Thank you for the input.
Getting into tight control as a mom is so totally different for me than when I was in tight control pre-kids. I was a really aggressive bolus-er pre-kids and that way I could have snacks between meals due to tail feeding. That didn’t work so well with babies/toddlers in the house bc so much unplanned activity (run to get a bottle, run to change a diaper blow out, take a walk to calm them down, get “stuck” in the rocking chair while they’re almost asleep for a nap) with that much bolus in my system would lead to tanks. Now that they’re older, our whole schedule is tighter due to errands, pick ups, activities, etc…so finding the time to properly pre-bolus is challenging…yet getting into somewhat inflexible situations with any extra IOB isn’t working too hot, either. I’m going to have to figure out the best current lifestyle strategy for this point in my life to get to eat and be controlled and meet the demands of everyday. Not sure which strategy is best so far…I was climbing from breakfast just now, but then the mad dash to get thru the rain with kiddos to get inside at swim lessons, hustle through changing for the pool, and sitting in a hot pool area, it’s reversing that trend on it’s own. Every situation is SO freakin’ different.
Give Fiasp a try and see if it works for you?
If your insurance covers Novolog, good chance it covers Fiasp.
I’ve toyed with that idea…
IMHO not much of a downside to giving it a try.
This is why Afrezza has been a lifesaver. Novolog’s 45 min pre-bolus for me is so hard with toddlers. A faster insulin would change your life…
We would love to get on the Afrwzza bandwagon as well. It seems, @T1Allison, that your way of life would greatly benefit from it.
I’m a swag-er. After 40 years, I’ve got a bit of gastroparesis, so digestion for me sometimes takes longer, depending on what I eat. Due to that, I often swag my bolus a little low and keep an eye on my CGM to see if my BG starts to rise post meal, and deal with it then. For me, that’s much easier than eating a meal with a perfect bolus swag, then, 20 minutes after I eat, ending up at 45 and having to eat some glucose to get me back over 80, only to end up over 200 two hours later when my food is finally digesting.
The above situation doesn’t happen remarkably often, but the OP is right, when I’m swag-ing my bolus, my theoretical I:C changes by time of day, amount of exercise if gotten, even if I’ve done a bunch of walking over a few days and my metabolism is higher.
The later. We were very careful to measure everything for about the first year, but now we just make an educated guess and correct as needed. It’s so much less work.

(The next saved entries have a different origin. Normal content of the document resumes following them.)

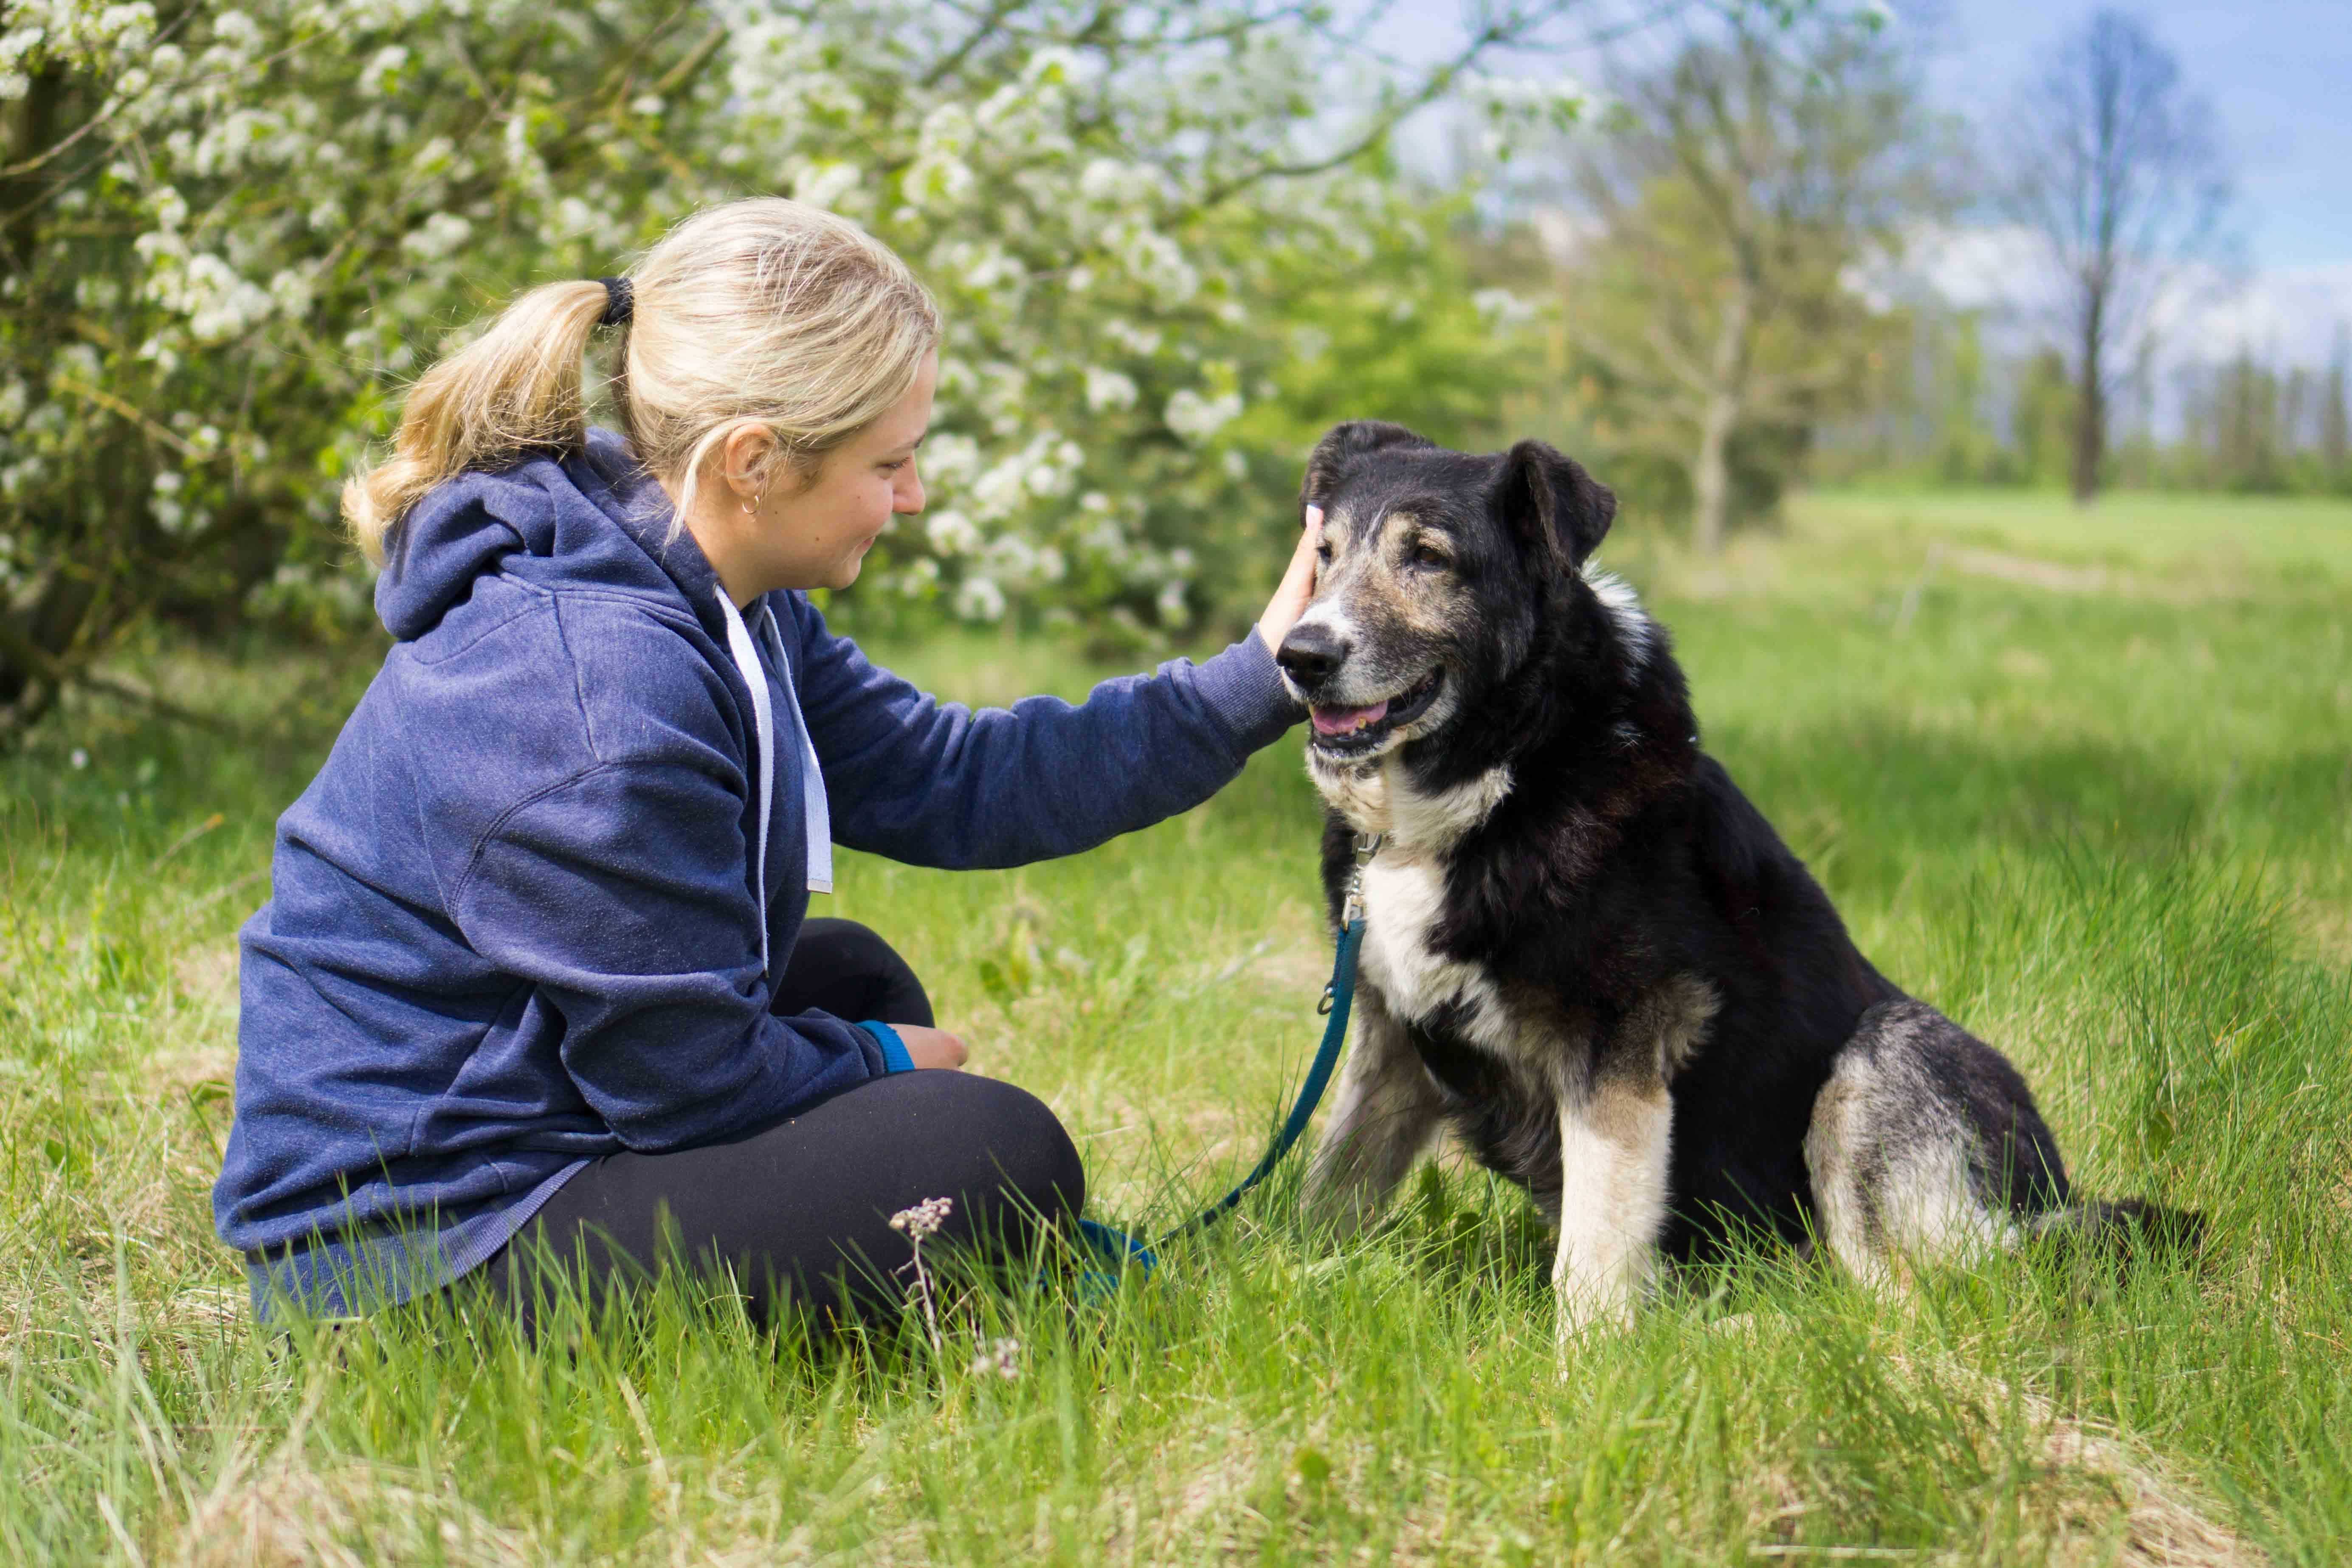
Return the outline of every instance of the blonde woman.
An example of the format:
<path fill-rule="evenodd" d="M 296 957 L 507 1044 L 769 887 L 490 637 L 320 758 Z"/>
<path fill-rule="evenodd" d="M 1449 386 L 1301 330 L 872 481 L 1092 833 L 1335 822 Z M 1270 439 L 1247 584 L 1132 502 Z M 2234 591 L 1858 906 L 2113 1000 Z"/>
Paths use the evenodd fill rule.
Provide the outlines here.
<path fill-rule="evenodd" d="M 581 388 L 606 327 L 617 433 Z M 899 1210 L 950 1197 L 949 1237 L 999 1245 L 1076 1213 L 1053 1113 L 921 1070 L 963 1043 L 809 895 L 836 842 L 1019 865 L 1214 793 L 1299 716 L 1272 649 L 1315 530 L 1205 664 L 1076 708 L 934 701 L 805 591 L 922 510 L 939 340 L 882 245 L 747 201 L 626 279 L 531 291 L 417 383 L 344 492 L 397 646 L 241 938 L 214 1205 L 257 1310 L 468 1277 L 527 1310 L 546 1260 L 593 1290 L 674 1242 L 757 1315 L 874 1313 Z"/>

I use the IC ratio as the starting point. My ratios are nicely tuned (for now), and I like to figure out my carbs exactly – it’s one less variable – so when I’m at home I weigh and calculate, and get the pump’s bolus suggestion, and then adjust that based on The Zillion Variables, which is where the “feel” comes in. It generally works out well.
But for me, going exclusively by feel often ends badly. A slice of bread at home can vary in weight by up to 50 g, or 25 g carb, which is significant but also means I can’t simply look at a slice of bread and decide with much accuracy what its carb value is. When I was recently on holiday in a place where they like to eat heavy, dark breads and cakes and cakes made primarily of marzipan and cookies and buns, it was just one big guessing game, and general feel and experience weren’t much help. Luckily some of our hosts had kitchen scales, and on those days my BG results were much better.